What is the Exit Strategy?:The rule of law does not exist in China in the way we understand it. Contracts, laws and guarantees are subject to political exigency—they work until they don’t, which is generally at the moment they are needed; a time of repression. DKU has “guarantees” of free speech from a government that does not for a moment honor the “guarantees” in its own constitution. Duke’s only threat is that we will walk away from the whole campus, leaving our students and faculty high and dry. Leave aside the fact that China almost always charges “troublemakers” with additional wrongs: a lot of those imprisoned human rights lawyers were also accused of crimes such as sexual predation. Weird, huh. And would we defend that student, that faculty member? In a factually murky situation, with lots of accusations? What precise level of repression will cause us to shut down an entire university? I asked the Provost and she said that the administration had not considered that question.

Principles Matter: And this is the most important point of all. China has made a bet that it can harness the productive power of free-ish markets without providing the freedoms of liberal society to go along with them. China’s leaders are not dumb and they realize that knowledge workers in an information society need to think critically and creatively. Liberal education gives just that training. Hence they like the idea of a campus like DKU. But the student at Duke whose education leads her to become a civil rights activist, an advocate for gay rights, a critic of the carceral state or a member of an unapproved religion (there are only 5 approved religions in China) has the freedom to act on those beliefs.
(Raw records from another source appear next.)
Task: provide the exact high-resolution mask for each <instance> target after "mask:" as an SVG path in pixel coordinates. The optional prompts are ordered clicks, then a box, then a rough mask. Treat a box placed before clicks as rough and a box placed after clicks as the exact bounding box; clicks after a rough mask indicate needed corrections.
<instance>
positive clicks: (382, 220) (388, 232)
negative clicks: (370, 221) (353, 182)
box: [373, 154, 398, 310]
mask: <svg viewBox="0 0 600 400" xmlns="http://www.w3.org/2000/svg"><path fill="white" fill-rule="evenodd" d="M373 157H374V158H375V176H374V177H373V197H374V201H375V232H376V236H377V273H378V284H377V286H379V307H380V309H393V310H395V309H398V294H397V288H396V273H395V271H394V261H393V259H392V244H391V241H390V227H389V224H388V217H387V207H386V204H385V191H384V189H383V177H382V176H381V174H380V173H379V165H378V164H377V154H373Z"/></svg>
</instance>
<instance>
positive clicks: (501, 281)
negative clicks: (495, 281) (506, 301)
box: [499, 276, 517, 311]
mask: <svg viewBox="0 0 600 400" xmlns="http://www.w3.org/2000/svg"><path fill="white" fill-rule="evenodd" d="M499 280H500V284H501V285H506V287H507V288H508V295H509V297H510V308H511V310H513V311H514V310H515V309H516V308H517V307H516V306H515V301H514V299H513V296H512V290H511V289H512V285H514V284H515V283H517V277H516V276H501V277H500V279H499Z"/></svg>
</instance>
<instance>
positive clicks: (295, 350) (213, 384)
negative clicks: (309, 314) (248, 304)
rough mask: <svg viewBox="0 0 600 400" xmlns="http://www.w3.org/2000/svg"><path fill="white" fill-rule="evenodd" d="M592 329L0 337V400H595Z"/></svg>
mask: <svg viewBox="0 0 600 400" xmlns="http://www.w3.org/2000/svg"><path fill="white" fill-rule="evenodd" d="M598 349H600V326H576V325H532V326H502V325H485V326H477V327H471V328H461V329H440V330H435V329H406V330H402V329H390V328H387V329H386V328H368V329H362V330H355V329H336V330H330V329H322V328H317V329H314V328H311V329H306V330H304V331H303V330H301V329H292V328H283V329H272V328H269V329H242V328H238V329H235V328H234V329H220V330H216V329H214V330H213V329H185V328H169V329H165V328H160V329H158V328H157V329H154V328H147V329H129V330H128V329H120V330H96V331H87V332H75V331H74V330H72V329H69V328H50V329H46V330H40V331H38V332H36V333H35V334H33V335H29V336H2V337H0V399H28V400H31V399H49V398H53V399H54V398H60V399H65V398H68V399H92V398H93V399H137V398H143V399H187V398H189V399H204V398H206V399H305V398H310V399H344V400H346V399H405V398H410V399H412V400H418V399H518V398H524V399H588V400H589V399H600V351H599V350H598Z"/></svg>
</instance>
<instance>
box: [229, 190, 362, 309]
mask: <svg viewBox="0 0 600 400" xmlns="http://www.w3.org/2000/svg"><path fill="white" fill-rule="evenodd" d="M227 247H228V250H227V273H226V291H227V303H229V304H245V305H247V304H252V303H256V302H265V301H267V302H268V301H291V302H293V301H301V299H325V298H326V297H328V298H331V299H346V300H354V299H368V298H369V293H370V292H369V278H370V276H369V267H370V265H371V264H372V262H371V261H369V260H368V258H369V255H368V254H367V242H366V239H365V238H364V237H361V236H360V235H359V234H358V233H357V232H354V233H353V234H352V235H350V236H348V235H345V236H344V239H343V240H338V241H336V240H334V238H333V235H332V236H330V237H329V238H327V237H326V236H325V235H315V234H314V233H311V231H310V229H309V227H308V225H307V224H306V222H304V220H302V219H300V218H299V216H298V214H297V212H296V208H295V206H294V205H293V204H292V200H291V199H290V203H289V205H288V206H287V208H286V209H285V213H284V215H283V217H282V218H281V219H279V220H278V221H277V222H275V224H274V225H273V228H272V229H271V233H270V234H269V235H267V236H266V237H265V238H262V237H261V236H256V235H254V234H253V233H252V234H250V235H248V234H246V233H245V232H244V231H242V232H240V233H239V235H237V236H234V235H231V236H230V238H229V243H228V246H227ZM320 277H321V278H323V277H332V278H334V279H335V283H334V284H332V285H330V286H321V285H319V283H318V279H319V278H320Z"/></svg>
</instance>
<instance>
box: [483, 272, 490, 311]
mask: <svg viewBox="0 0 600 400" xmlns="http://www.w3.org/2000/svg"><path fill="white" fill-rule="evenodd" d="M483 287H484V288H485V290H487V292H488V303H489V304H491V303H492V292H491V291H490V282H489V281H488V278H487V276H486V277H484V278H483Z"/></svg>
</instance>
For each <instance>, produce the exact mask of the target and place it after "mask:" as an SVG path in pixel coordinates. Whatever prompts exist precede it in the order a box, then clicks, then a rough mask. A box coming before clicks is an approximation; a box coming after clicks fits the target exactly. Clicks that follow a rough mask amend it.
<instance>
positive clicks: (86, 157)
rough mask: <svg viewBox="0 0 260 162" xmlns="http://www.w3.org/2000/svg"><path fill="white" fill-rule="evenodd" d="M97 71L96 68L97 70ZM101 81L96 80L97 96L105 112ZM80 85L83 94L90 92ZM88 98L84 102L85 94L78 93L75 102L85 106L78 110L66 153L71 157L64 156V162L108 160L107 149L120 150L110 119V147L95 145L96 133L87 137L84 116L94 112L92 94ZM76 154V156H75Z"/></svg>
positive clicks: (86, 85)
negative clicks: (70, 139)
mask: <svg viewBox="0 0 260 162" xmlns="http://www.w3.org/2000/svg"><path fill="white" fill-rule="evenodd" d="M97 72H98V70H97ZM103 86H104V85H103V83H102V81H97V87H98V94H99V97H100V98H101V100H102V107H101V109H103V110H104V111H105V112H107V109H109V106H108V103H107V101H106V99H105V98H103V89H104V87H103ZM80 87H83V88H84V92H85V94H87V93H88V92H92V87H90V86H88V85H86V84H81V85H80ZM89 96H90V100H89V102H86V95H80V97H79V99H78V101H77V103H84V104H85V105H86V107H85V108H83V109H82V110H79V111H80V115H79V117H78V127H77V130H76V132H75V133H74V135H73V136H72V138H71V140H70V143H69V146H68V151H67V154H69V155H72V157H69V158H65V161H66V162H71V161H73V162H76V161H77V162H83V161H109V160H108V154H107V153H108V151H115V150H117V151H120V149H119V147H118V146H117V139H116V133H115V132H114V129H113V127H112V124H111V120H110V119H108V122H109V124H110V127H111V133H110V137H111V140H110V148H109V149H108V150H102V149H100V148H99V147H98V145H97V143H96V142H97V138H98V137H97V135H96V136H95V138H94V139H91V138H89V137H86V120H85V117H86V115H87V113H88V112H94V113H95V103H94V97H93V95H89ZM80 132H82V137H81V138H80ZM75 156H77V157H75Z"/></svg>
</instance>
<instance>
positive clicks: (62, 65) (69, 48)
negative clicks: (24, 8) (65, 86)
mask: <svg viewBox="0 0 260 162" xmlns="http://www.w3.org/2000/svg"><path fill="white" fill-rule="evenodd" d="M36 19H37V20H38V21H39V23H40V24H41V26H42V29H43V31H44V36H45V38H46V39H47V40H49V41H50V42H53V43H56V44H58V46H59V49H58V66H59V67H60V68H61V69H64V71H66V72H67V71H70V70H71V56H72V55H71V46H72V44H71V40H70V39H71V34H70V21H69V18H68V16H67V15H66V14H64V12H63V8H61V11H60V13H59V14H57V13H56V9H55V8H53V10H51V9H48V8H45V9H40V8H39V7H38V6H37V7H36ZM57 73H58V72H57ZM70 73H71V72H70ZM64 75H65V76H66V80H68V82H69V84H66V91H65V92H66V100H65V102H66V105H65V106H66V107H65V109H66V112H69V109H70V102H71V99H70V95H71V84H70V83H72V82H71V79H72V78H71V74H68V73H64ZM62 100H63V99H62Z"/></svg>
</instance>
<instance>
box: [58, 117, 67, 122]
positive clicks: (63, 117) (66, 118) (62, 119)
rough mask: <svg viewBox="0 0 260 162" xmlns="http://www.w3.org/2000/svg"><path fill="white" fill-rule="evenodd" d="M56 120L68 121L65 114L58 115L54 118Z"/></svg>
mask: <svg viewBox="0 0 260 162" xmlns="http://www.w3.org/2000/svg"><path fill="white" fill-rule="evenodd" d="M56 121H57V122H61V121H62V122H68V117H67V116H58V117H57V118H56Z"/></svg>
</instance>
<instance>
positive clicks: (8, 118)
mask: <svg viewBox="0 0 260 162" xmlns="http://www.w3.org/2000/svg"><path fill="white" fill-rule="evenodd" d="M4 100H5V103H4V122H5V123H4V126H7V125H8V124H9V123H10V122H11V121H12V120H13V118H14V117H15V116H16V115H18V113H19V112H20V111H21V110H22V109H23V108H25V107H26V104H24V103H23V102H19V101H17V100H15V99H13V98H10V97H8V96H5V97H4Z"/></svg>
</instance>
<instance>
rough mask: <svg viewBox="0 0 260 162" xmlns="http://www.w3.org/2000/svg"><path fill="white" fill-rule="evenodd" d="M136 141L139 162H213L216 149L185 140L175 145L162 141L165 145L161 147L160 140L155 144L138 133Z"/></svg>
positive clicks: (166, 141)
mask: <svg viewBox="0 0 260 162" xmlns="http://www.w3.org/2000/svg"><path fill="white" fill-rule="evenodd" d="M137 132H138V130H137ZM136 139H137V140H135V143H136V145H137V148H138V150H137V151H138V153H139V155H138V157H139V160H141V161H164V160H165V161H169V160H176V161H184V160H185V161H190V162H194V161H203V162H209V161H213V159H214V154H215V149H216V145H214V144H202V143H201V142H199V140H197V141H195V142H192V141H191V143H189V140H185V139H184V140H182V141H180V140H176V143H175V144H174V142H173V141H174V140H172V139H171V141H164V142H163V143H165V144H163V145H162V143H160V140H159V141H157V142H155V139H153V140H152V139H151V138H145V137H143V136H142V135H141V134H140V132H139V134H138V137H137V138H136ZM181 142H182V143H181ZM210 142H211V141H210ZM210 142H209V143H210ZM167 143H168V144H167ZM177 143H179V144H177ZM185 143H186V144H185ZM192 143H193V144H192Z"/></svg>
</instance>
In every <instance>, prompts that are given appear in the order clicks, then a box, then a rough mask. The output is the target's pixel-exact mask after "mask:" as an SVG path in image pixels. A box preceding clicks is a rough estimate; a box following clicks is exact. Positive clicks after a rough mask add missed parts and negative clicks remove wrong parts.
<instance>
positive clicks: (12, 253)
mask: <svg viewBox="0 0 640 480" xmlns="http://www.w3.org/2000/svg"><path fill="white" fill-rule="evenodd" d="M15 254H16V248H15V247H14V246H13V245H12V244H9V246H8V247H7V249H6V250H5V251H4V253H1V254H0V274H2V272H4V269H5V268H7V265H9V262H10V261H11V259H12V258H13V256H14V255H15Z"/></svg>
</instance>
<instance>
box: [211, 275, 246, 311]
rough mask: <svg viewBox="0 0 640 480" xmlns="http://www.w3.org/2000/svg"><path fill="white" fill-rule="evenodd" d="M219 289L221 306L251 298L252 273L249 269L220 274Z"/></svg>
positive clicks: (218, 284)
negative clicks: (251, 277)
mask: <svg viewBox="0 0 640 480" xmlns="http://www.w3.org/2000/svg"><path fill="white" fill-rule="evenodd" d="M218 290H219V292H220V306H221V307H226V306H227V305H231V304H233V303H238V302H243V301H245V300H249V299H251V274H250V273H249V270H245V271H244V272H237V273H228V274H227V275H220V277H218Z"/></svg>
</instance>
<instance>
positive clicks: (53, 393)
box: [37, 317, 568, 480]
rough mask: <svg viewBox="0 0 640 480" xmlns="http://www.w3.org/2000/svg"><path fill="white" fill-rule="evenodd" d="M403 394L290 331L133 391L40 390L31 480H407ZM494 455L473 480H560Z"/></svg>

And that, China is not willing to grant. It wants “neutered” liberal education—ability to think critically without the freedom to say or do anything about it outside of the classroom. And that is the precise deal that Duke is agreeing to. We are offering to supply that neutered education, making ourselves complicit in their plan. But freedom to think critically without the freedom to act on those critical thoughts is not liberal education. Imagine the student at DKU who is moved by a class discussion to hand out copies of the Chinese Constitution on campus, agitate for Falun Gong, or criticize the government’s appalling human rights or environmental record. When they come for that student, will we tell him, “Sorry, this was liberal education lite. We never meant all those noble pieties we taught you”? We should be ashamed that, as a university community, we are even considering the idea.

James Boyle is the William Neal Reynolds Professor of Law at Duke Law School.